May 24: Mullein & Comfrey & Plantain / / Softening and Centering

infused oils and salve-making, wound healing & herbal first aid

June 21: St. John’s Wort, Yarrow & Lavender / / Solstice Celebration

infused vinegars and tincture making, introduction to harvest and storage, solstice offerings

July 19: Tulsi, Rosemary & Garlic / / Welcoming High Summer

culinary herbs and food as medicine, garlic harvest, lessons from our pollinators

August 23: Goldenrod, Rosehips, & Elder / / Colors of August

infused honey and syrups, connecting to plant spirit, extracting plant dyes

September 20: Thyme, Hops & Echinacea / / Equinox Blessings

preparing for the season ahead, immune system support, woven nature looms

October 18: Medicinal Mushrooms, Oak & Usnea / / Goodnight Garden

foraging in the autumn woods, processing harvest and storing for winter, putting the garden to rest

Optional Make-up Days: June 29, July 27, October 26

About your Guide

My name is Emily Shapiro, and I am a farmer, herbalist, healer, and educator based in Providence, RI and Seekonk, MA. I hail from a family of gardeners, mystics and herbalists in the Jewish and Buddhist traditions, and I founded The Night Garden in 2020 in the hopes of cultivating a farm project that heals and enriches both the community I serve along with the soil and ecosystem. I hold Level I and Level II certificates from Farmacy Herbs in Providence, and have served as a teacher, faculty member at RISD, tarot reader and herbal healer for the past decade.

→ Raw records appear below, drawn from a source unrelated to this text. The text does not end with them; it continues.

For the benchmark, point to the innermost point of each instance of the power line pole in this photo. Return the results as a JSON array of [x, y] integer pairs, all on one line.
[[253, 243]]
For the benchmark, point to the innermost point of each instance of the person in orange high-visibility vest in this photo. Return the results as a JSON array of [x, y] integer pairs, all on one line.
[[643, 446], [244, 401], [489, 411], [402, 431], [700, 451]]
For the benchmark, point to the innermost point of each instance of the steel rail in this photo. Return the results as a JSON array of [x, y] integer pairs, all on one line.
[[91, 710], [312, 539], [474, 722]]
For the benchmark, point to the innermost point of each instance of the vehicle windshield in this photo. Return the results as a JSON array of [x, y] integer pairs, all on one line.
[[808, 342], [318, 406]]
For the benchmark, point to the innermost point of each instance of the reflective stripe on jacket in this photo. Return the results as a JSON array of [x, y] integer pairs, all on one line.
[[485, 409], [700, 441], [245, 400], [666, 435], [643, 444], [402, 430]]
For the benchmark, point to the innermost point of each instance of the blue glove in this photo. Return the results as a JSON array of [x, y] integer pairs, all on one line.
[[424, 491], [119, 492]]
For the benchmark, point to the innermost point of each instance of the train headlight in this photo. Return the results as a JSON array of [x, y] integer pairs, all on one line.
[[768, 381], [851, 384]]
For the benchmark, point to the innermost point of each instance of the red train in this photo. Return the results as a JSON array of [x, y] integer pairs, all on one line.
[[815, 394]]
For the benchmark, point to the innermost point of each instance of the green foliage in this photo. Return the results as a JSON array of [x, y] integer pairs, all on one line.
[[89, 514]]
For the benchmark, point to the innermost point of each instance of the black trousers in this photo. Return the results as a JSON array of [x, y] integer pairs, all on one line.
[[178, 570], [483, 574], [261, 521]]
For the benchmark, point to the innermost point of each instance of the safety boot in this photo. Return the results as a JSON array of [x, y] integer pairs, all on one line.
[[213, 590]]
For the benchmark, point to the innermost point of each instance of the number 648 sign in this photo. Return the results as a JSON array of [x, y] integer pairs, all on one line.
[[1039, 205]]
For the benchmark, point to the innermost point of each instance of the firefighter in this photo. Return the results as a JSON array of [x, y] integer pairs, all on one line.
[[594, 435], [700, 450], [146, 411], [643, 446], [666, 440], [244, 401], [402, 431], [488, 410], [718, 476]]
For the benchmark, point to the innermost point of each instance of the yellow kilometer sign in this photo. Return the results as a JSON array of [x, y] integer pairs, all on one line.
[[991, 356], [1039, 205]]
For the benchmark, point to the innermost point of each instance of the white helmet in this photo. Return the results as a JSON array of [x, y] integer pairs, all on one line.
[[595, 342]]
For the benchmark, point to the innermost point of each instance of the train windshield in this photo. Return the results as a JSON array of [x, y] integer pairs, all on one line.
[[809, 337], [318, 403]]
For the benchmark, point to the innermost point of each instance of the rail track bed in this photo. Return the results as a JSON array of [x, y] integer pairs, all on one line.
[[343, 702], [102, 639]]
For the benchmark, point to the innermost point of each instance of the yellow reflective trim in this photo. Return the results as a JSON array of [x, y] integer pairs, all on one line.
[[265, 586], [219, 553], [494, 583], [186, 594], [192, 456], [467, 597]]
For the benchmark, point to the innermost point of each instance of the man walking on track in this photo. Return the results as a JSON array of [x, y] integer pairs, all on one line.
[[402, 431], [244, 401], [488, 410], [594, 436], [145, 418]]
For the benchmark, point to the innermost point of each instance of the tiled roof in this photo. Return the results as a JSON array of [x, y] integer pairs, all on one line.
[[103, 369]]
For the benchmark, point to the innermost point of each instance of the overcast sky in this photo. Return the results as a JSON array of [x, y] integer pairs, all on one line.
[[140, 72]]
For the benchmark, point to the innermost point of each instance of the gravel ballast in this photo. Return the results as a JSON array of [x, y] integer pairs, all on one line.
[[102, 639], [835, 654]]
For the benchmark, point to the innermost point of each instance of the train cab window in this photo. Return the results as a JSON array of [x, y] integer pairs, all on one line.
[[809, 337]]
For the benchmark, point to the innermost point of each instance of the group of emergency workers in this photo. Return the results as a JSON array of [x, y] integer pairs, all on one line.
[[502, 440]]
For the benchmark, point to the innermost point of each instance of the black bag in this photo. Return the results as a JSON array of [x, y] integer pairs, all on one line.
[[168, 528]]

With reverence for the land on which the Night Garden is situated, I have created a farm committed to supporting and cultivating a connection to plants and to the earth, and I grow over 35 species of herbs, vegetables, and flowers without chemicals to support not only those that benefit from the use of the plants, but to support the planet as well.  The garden and surrounding woods help and heal me often, and I am so excited to offer Unearthing Herbal Wisdom as an opportunity to share these spaces and their healing powers with others. I am happy and hopeful about how we (the garden and I) can improve and serve and heal our community and our little plot of earth.

Why Participate?

For me, connecting deeply to the earth is an integral part of wellness. It is my belief that establishing relationships with our own bodies is of the utmost importance, and gratefully using plants to aid and support that relationship can be a gentle and empowering tool in fostering physical, spiritual, and emotional health. Unearthing Herbal Wisdom is an opportunity to share what I have learned from the Night Garden and the surrounding woods and fields with this loving community in the hopes of connecting us all more deeply to the earth as an integral part of wellness. 

More important than “curing” or “treating” any illnesses or ailments, herbs can help prevent them, providing important nutrients, balancing your nervous system, bolstering your body’s immune response, encouraging regular hormone production, and supporting your psychological and emotional wellbeing. When we consume medicinal plants, our bodies become stronger, more balanced, and more resilient.